Patrick didn’t come to his activity by selection. Kidnapped on the age of 15 from his father’s villa in Britain, he was enslaved in Eire and made to function a shepherd. There he got here into the fullness of the Christian religion and, after six years of prayer, lastly made his escape. However upon reaching his homeland, he had a dream during which a person who appeared to return from Eire handed him a letter titled “The Voice of the Irish” and on the identical time heard the voices of those that lived “beside the Wooden of Foclut, which lies close to the Western Sea” asking him to “come again and stroll as soon as extra amongst us.” Patrick wrote that he was “pierced to [his] coronary heart’s core.”
Patrick returned to Eire. Not as a slave, however as a missionary.

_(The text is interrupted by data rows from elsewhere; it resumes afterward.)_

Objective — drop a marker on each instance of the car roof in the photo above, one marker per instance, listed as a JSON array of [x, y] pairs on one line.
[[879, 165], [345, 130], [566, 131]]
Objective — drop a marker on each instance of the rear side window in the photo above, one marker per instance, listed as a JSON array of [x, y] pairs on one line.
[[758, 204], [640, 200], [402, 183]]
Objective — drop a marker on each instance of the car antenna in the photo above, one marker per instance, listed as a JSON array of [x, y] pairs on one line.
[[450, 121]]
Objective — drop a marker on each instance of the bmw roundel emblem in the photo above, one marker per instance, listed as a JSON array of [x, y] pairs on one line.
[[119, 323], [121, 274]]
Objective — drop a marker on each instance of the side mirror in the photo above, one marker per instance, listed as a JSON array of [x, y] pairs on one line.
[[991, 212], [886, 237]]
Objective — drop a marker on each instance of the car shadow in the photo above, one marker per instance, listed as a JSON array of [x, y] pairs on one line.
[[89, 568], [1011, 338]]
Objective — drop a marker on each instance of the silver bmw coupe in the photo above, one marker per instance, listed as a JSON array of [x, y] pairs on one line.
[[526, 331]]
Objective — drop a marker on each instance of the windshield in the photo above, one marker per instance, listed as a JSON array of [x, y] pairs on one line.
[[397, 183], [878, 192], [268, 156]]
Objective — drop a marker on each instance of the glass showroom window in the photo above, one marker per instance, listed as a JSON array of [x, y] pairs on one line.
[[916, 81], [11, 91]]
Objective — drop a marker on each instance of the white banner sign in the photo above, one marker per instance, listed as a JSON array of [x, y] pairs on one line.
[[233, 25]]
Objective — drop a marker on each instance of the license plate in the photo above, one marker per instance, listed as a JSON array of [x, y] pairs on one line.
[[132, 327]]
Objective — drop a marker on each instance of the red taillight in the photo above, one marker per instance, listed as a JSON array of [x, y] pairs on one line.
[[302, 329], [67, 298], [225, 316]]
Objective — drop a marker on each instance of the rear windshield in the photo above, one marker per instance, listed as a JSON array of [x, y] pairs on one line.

The legends surrounding Patrick are… nicely, legendary. He reportedly drove the snakes out of Eire into the ocean. Whether or not true or not, there aren’t any snakes in Eire to at the present time. One other legend is that he used the shamrock to elucidate the Trinity. There could also be some reality to this as (pointing again to Patrick) the shamrock is the nationwide flower of Eire. He’s stated to have confronted and overpowered the druids, fasted for 40 days and nights on a holy mountain, and brazenly challenged a king by lighting a hearth for an Easter celebration in open opposition to the edict that just one hearth was to burn within the land—that for the pagan feast of Bealtaine.

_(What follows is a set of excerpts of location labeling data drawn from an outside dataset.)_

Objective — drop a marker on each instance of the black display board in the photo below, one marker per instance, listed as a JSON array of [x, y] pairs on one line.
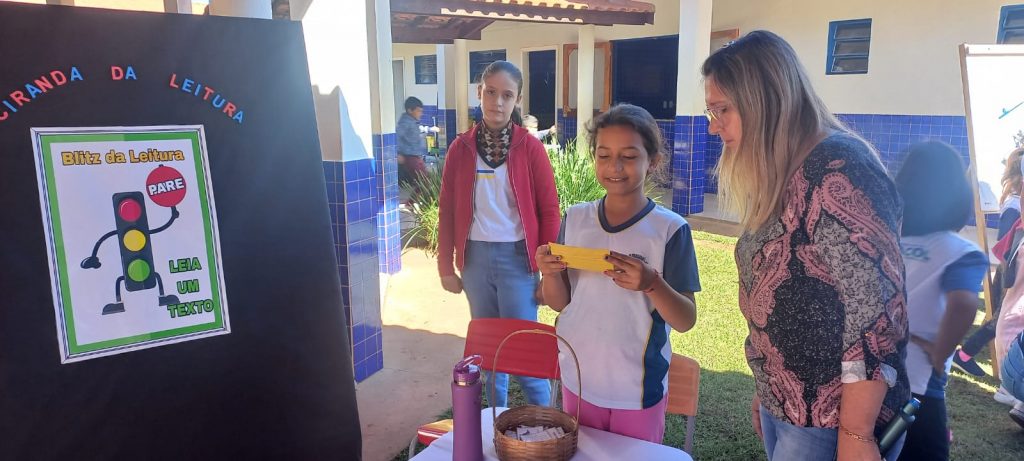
[[280, 384]]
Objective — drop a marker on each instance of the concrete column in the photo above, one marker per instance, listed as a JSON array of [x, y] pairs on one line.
[[177, 6], [448, 91], [242, 8], [341, 69], [693, 149], [462, 85], [694, 47], [585, 84], [385, 141], [379, 27]]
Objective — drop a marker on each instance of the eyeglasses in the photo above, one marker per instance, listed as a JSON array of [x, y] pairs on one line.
[[715, 114]]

What’s most obvious is that Patrick regarded for tactics to attach the message of Christ to a pagan, however supernaturalized, world. In doing so, he imaginatively put himself within the place of the Irish. Searching for what they held in widespread, Patrick made it clear that he, too, embraced a world filled with magic. As Thomas Cahill notes, the distinction between Patrick’s magic and the magic of the Druids was that in Patrick’s world, “all beings and occasions come from the hand of a great God.” When Patrick arrived, the Irish have been nonetheless practising human sacrifice. Patrick made it clear that via Christ’s supreme sacrifice, such choices have been not wanted. Patrick took a whole tradition’s leanings towards the non secular and led them to Christ.
Throughout Patrick’s time, all who lived outdoors of the boundaries or partitions of Rome have been referred to as barbarians (actually, “with out the partitions”), and have been to be averted in any respect prices. The Irish have been barbarians. Cahill writes that Patrick was the primary Christian missionary to a tradition outdoors of Rome’s world: “The step he took was in its approach as daring as Columbus’s.” Patrick merely wrote, “I got here in God’s power… and had nothing to worry.” Because of this, Maire B. De Paor writes that Patrick “not solely modified the course of Irish historical past however made Eire the burning and shining mild of barbarian Europe for the very best a part of the subsequent thousand years.”
So on the day when “everyone seems to be Irish,” let’s hope that it’s of the type modeled by the saint whose identify marks the day.
James Emery White
Editor’s Word
The Church & Tradition Crew shares this weblog yearly on or close to St. Patrick’s Day. We hope you get pleasure from studying it once more.
Sources
The Confession of Saint Patrick, translated by John Skinne. (There are solely two surviving works that may be attributed to Patrick: Confessio (“Confession”) and Epistola (“Letter to Coroticus”).)
Thomas Cahill, How the Irish Saved Civilization.
Maire B. De Paor, Patrick: The Pilgrim Apostle of Eire.
James Emery White, Critical Occasions (Downers Grove: Intervarsity Press).